Can yo explain what cutting on the "mats" mean. What are mats and where to purchase? Is more materials required besides the sticky flock?


----------



## DivineBling (Sep 14, 2010)

ccolors1 said:


> Can yo explain what cutting on the "mats" mean. What are mats and where to purchase? Is more materials required besides the sticky flock?


A mat refers to something like a Cricut sticky mat. I have one but I never use it. You can cut Sticky Flock right on the backer paper that it comes on. You don't need anything other than the material for cutting.


----------



## Gilligan (Dec 11, 2009)

Sorry to dig up this thread but that is what happens when one does what he's supposed to and searches. 

I have a budding t-shirt business, we screen print and do t-shirt vinyl and transfers (depending on needs) as well as embroider. This rhinestone thing is looking MIGHTY tempting especially given that I already have work for it waiting on me!

So I have a cutter Graphtec Robo Pro (the $950 one, not the cricut type one) and a Hotronix 16x16 autoclam (as well as a 9x12 swing away I picked up at a pawnshop for $100 bucks!). Right now we do everything in Illustrator using the cutting master plug in and I'd love to stay there... just doesn't seem like a real option unfortunately.

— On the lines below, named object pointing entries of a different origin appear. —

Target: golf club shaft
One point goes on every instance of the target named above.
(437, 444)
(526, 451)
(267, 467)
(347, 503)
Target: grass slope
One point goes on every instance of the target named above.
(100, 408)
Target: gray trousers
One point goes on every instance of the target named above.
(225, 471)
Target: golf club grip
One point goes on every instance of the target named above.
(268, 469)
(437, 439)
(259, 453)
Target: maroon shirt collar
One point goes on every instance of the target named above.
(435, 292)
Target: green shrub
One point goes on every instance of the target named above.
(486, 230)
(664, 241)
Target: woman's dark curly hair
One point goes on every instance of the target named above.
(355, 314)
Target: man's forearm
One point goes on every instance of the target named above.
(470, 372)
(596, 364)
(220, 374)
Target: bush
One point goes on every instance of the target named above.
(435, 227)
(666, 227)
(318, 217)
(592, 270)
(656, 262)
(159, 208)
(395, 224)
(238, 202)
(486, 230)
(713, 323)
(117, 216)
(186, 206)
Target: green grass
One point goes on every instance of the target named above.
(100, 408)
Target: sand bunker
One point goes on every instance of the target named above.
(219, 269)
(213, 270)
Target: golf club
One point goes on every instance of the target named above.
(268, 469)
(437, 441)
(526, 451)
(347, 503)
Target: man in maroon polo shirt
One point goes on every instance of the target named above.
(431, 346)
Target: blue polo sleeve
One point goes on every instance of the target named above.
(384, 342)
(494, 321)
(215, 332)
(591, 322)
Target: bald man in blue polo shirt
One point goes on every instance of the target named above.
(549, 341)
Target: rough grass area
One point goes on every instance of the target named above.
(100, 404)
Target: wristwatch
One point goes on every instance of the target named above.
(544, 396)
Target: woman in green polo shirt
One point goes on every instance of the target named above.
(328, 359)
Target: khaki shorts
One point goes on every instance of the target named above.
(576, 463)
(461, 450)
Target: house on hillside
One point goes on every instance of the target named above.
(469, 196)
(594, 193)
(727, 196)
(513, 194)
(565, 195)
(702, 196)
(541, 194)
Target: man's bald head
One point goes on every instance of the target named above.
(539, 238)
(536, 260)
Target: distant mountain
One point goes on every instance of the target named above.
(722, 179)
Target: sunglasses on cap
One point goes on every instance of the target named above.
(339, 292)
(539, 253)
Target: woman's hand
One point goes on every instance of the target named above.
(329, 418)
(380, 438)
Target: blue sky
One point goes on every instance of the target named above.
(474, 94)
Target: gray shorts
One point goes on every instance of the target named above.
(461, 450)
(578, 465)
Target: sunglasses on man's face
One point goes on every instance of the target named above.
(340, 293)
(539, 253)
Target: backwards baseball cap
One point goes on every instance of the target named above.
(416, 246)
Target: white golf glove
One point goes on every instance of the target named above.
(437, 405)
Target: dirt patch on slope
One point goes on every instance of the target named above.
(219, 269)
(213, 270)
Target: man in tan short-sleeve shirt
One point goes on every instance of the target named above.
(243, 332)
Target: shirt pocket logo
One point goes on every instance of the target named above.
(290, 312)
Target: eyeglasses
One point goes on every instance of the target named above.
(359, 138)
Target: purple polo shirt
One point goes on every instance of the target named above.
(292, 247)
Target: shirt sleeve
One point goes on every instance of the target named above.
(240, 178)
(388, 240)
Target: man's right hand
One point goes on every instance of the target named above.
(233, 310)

So after looking and looking and looking I've come to WinPCSIGN Pro and seems ok... but then I look at this Funtime Deluxe and it seems basically identical from the videos. So given that I have a fairly main stream cutter, I'm not afraid to move a project into Illustrator to cut it... what would I be giving up if I saved $120 bucks and just got Funtime deluxe?

The wife would likely still draw everything in Illustrator and then bring it over to the rhinestone program to flesh it out with stones... unless she finds drawing in the rhinestone program that much better, but after 10+ years of Illustrator, I doubt it!

Thanks, look forward to getting started.


----------



## L144S (Aug 5, 2011)

I have funtime and I am looking to upgrade. the big problems for me are fill type, very limited and th ability to draw a project and then separate by color to get weed boxes that will line up to stack sticky flock designs. I don't know what fill types are available in WSP, guessing the same but I know you can separate a design by color.


----------



## Gilligan (Dec 11, 2009)

Is there a demo of funtime deluxe?

I'm curious about this. Can you not make layers for different colors manually? I would assume this is how we would work anyway so if you can do it that way then you can make a "box" that transcends layers and makes the boxes you speak of.

Then again... I've never placed a single rhinestone so I could be completely speaking out of my rear end.


----------



## L144S (Aug 5, 2011)

there is a $50 download that does not require a dongle but you also can't cut from it. I know there s a free demo of WSP out there, just can't find the link right now. 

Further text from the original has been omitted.